If the sector were to stagnate for the next five years, at least 12 per cent of jobs would go, the report’s authors estimate. Service cutbacks, automation and other technological developments will mean 17,000 people need to permanently leave the sector to find work elsewhere, the NEF said.
Airlines have already announced thousands of job cuts since the Covid-19 crisis began. BA said in April that it planned to cut 12,000 of its 42,000-strong workforce, while Ryanair is making 3,000 workers redundant and easyJet is cutting around 30 per cent of its staff.
Frances O’Grady, General Secretary of the Trades Union Congress (TUC), said: “Aviation is a critical part of our economic infrastructure and it supports tens of thousands of good jobs. The sector has already been hit hard by the Covid-19 pandemic and the implementation of the quarantine period is a further blow.
“We cannot consign these workers to the despair of unemployment.
“Aviation needs immediate support — and not just to protect the incomes of billionaire airline owners. Government must act now to protect workers’ jobs and livelihoods, to support the longer-term viability of the sector and to facilitate a just-transition to lower-carbon operations.”

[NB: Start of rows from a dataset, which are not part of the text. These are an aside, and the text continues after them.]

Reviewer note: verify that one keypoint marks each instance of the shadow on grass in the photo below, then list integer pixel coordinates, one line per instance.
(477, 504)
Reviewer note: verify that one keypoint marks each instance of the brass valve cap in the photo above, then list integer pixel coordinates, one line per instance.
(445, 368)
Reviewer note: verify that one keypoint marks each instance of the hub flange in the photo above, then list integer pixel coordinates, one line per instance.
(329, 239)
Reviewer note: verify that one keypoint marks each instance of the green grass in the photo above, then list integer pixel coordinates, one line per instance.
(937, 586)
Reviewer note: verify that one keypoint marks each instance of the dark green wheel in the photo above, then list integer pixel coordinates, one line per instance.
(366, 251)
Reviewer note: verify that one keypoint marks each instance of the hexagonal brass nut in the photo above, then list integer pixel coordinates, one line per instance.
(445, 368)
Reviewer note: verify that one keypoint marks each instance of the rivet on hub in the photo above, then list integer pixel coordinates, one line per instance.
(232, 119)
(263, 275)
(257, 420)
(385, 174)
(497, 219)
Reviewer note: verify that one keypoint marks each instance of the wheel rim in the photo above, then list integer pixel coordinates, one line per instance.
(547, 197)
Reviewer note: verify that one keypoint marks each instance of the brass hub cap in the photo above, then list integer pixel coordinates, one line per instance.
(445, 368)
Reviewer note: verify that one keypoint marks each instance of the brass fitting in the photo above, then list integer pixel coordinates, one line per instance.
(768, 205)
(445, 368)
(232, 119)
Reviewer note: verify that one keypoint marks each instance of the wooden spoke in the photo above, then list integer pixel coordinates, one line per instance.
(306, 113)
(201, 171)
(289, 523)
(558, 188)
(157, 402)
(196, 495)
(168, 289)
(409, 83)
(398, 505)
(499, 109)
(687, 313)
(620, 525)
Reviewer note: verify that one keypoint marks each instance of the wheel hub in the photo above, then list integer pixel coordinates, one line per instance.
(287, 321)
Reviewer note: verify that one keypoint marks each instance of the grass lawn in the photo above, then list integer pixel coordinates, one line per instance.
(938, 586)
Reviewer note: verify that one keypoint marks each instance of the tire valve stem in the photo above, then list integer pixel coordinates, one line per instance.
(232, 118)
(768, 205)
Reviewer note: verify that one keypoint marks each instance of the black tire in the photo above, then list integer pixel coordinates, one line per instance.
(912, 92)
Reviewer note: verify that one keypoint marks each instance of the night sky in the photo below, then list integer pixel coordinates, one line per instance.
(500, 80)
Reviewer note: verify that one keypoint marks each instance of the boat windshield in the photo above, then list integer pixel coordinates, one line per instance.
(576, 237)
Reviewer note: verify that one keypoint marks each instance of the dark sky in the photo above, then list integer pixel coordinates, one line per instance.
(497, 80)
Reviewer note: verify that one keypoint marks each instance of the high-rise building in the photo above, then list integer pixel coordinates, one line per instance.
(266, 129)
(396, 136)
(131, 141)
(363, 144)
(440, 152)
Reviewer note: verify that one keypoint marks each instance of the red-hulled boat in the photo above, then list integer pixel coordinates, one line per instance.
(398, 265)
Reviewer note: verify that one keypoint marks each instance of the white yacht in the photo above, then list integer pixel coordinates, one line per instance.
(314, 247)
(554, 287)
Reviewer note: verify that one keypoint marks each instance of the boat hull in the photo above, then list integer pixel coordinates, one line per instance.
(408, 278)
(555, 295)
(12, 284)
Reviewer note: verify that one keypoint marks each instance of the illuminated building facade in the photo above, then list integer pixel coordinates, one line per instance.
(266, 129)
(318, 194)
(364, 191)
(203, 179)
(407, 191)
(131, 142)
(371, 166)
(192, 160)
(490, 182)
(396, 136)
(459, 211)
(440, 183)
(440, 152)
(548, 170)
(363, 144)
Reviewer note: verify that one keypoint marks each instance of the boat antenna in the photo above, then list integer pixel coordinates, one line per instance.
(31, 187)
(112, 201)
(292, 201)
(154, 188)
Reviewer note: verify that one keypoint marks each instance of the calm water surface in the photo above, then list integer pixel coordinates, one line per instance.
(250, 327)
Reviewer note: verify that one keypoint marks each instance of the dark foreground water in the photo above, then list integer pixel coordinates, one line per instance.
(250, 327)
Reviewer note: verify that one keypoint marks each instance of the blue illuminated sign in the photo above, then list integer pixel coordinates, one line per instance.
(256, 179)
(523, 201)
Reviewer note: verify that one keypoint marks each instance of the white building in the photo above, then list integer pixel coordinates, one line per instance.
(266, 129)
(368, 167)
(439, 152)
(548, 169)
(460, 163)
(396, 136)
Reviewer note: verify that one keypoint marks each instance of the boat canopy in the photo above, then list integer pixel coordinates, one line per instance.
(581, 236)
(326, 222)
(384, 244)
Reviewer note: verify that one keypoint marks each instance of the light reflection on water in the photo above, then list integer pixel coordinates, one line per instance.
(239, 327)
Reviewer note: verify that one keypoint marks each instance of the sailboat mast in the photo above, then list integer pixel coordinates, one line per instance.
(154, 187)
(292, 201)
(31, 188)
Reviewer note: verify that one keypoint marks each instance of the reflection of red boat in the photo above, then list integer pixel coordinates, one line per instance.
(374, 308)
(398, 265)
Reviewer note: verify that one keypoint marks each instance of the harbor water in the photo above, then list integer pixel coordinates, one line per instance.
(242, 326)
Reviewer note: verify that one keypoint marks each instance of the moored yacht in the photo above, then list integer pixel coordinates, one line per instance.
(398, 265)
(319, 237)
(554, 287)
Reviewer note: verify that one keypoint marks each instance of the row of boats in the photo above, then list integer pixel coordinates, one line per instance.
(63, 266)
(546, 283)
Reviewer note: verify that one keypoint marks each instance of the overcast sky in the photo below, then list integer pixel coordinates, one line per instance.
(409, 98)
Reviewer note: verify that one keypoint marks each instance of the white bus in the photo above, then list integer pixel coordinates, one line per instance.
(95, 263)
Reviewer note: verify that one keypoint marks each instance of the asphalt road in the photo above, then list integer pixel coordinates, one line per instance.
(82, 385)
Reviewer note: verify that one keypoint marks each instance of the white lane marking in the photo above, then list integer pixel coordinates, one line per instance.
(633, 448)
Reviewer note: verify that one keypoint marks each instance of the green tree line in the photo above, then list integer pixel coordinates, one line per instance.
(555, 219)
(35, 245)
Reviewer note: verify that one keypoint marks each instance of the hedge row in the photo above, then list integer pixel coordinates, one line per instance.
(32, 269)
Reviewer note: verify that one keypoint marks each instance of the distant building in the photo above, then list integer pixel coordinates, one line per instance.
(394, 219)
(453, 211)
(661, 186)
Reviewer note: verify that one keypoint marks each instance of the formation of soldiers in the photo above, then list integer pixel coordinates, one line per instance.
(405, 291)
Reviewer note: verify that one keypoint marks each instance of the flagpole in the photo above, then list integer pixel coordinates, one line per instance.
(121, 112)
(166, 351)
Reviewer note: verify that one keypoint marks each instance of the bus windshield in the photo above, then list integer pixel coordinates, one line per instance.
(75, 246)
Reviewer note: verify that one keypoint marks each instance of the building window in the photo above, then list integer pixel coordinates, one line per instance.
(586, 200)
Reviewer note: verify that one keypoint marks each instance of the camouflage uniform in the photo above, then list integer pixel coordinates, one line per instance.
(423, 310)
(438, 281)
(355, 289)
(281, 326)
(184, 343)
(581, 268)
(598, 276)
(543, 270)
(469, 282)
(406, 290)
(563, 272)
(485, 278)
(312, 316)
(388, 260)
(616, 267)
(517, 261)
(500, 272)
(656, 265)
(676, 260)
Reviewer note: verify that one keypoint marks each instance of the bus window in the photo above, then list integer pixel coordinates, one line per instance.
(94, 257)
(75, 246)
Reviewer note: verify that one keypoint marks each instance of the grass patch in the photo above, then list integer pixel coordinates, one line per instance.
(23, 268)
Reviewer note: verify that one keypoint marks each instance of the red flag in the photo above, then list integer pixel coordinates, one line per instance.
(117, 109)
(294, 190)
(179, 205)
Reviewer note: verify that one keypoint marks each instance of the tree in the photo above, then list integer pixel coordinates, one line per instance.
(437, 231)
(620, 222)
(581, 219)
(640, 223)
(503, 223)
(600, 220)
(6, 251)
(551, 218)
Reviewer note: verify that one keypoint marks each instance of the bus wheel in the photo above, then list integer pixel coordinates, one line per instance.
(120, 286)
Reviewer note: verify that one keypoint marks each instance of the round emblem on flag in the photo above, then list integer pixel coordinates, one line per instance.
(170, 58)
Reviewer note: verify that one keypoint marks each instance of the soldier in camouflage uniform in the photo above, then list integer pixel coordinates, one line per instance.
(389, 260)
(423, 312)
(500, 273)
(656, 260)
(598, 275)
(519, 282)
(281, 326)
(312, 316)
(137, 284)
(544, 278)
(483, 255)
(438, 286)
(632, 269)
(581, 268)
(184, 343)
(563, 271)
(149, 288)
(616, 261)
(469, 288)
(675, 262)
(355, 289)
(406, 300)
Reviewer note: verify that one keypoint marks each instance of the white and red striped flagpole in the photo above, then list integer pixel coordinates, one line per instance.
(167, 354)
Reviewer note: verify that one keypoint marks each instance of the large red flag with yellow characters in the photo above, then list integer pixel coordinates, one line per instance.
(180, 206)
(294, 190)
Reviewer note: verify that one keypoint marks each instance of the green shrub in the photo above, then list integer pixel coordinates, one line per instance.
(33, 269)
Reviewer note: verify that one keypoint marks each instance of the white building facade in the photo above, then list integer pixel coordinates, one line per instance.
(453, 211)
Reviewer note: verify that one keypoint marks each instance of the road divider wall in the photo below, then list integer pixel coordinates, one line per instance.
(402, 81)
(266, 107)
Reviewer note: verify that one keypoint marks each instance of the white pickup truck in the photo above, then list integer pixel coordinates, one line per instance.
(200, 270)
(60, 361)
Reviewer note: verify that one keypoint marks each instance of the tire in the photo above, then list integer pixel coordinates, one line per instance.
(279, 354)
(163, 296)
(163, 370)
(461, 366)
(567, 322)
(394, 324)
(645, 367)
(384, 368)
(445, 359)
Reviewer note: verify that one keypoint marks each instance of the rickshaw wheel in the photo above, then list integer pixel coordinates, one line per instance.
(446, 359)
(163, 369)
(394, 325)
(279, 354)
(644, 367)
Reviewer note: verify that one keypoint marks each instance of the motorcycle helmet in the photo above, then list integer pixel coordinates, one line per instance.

Alex Chapman, Researcher at the New Economics Foundation, said: “The aviation industry faces job losses on a par with the worst years of the UK coal industry decline in the 1980s.
“We must take lessons from that period, and the financial crisis in 07/08 and do a better job of protecting the wellbeing of workers and communities.
“There are rock solid social and economic reasons for preventing the spike in unemployment which is being threatened by aviation bosses, and instead investing heavily in retraining and upskilling aviation workers to prepare them for a new normal, and the rapid decarbonisation of the UK economy.”